Going to get personal for this one. I doubt too many people involved will read it and even if they do, I doubt they’ll bother refuting me.
I was the manager of my college baseball team, beginning in my sophomore year. I wanted to be a player, of course, but fate dictated otherwise.
For the next three seasons I kept the books, schlepped and mended equipment, and generally took a back seat to the “real athletes.” I wouldn’t say I was treated poorly, not at all; but I don’t think I was ever considered one of the boys. I was always on the outside looking in. (One year when we were in Florida for spring training, the team took off for dinner without me. They probably wouldn’t have noticed if I hadn’t called the restaurant to tell them so they wouldn’t be looking for me when it was time to return to the motel.)

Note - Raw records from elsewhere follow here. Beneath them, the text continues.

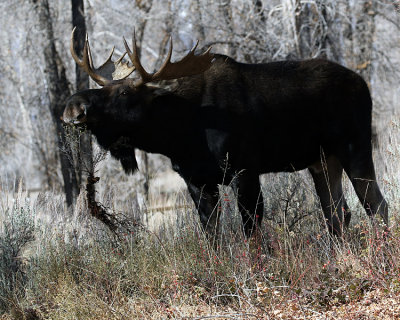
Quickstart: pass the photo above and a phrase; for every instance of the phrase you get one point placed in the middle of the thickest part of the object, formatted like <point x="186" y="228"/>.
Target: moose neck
<point x="164" y="127"/>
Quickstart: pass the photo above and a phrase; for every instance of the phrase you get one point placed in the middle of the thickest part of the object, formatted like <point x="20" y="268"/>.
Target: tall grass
<point x="69" y="266"/>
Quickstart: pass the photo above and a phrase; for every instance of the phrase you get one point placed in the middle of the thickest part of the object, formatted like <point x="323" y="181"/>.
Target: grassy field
<point x="59" y="264"/>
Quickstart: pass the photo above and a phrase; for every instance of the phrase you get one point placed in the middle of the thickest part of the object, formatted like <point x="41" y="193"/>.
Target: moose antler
<point x="108" y="72"/>
<point x="187" y="66"/>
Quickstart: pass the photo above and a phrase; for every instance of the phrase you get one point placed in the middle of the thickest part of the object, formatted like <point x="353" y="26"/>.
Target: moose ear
<point x="164" y="87"/>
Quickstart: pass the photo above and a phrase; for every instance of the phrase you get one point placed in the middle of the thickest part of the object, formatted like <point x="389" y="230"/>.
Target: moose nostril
<point x="80" y="116"/>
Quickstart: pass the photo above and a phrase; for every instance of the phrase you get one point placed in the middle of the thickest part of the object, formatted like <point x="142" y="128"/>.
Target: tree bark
<point x="85" y="156"/>
<point x="58" y="91"/>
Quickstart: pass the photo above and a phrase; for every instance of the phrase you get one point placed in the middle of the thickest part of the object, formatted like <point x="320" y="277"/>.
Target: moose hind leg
<point x="362" y="176"/>
<point x="327" y="178"/>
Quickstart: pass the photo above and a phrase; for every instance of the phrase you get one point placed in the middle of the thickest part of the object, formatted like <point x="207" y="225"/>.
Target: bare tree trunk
<point x="58" y="91"/>
<point x="85" y="161"/>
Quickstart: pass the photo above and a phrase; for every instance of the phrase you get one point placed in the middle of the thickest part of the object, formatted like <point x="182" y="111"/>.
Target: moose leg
<point x="360" y="169"/>
<point x="206" y="200"/>
<point x="328" y="184"/>
<point x="250" y="201"/>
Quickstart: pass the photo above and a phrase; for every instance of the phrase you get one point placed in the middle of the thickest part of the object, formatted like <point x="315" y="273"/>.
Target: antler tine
<point x="86" y="63"/>
<point x="166" y="62"/>
<point x="187" y="66"/>
<point x="134" y="56"/>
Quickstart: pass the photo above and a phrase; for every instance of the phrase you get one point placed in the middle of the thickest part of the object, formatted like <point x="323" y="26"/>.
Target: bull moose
<point x="260" y="118"/>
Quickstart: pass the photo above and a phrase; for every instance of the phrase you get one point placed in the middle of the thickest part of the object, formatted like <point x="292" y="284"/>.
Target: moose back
<point x="260" y="118"/>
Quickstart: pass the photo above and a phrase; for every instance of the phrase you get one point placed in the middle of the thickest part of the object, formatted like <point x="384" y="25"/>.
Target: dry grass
<point x="76" y="269"/>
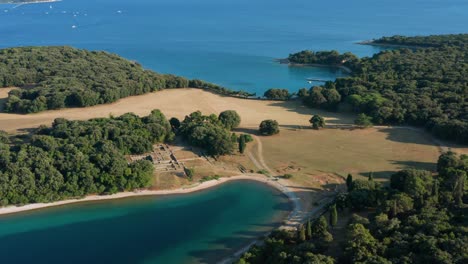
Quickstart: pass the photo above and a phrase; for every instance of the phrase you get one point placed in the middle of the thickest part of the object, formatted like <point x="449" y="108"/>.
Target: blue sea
<point x="231" y="43"/>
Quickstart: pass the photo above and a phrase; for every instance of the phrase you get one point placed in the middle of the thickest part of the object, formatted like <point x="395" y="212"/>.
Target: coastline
<point x="291" y="64"/>
<point x="372" y="43"/>
<point x="183" y="190"/>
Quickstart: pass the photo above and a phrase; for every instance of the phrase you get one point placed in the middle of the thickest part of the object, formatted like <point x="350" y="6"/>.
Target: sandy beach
<point x="184" y="190"/>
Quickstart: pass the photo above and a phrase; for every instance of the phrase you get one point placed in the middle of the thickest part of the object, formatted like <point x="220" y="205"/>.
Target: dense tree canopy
<point x="230" y="119"/>
<point x="277" y="94"/>
<point x="59" y="77"/>
<point x="209" y="133"/>
<point x="76" y="158"/>
<point x="425" y="41"/>
<point x="269" y="127"/>
<point x="411" y="222"/>
<point x="419" y="86"/>
<point x="321" y="57"/>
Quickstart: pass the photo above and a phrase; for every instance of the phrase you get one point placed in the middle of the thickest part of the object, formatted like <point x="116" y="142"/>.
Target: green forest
<point x="61" y="77"/>
<point x="459" y="40"/>
<point x="425" y="86"/>
<point x="419" y="218"/>
<point x="76" y="158"/>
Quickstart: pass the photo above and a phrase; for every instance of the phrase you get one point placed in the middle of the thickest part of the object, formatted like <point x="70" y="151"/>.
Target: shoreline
<point x="10" y="210"/>
<point x="292" y="64"/>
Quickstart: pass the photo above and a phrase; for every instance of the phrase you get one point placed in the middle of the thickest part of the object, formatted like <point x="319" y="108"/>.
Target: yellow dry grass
<point x="316" y="156"/>
<point x="176" y="103"/>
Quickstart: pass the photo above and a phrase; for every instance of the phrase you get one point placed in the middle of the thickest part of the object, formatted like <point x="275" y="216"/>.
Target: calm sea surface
<point x="229" y="42"/>
<point x="232" y="43"/>
<point x="199" y="227"/>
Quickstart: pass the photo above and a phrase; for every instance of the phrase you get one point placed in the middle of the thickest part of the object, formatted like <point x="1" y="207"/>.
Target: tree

Forty years later, thanks to Facebook, I was able to find three or four of the guys. FB is a great nostalgia machine. And nostalgia can fog, making one think of experiences in a manner not quite true. That’s a problem of memory as well.
Several of the guys get together once in a while and I was invited to the latest gathering held at an Italian restaurant in Brooklyn. Because I don’t like driving at night, that meant taking a bus into Manhattan and a subway from there to the outskirts of Brooklyn, followed by a short walk. That adds up to about 90 minutes to two hours, depending on traffic. All to hang out with a few guys who I haven’t heard from since the late 70s. In fact, most of the players and coaches who go to these things were “before my time,” so I don’t know them at all.
I really did not want to go but my wife insisted, thinking it would good for me to get out of the house since I’ve basically been a hermit since I was laid off by the paper in mid-September. So I finally relented.
In retrospect, it was a mistake.
I’ll admit, it was interesting and even fun to see some of them.I think it was the shock factor of not having been seen in all that time. That lasted about 10 minutes. Then it was exactly the same as back in the day: standing on the outside looking in.
So I left quietly, without saying anything to anyone. I figured maybe someone would notice and as, “What happened to Ron? Where did he disappear?” But that would be forgotten within a day or two, if that long.
That might not have been the most mature thing to do, but I didn’t see the point of sticking around.
Sometimes nostalgia isn’t all it’s cracked up to be.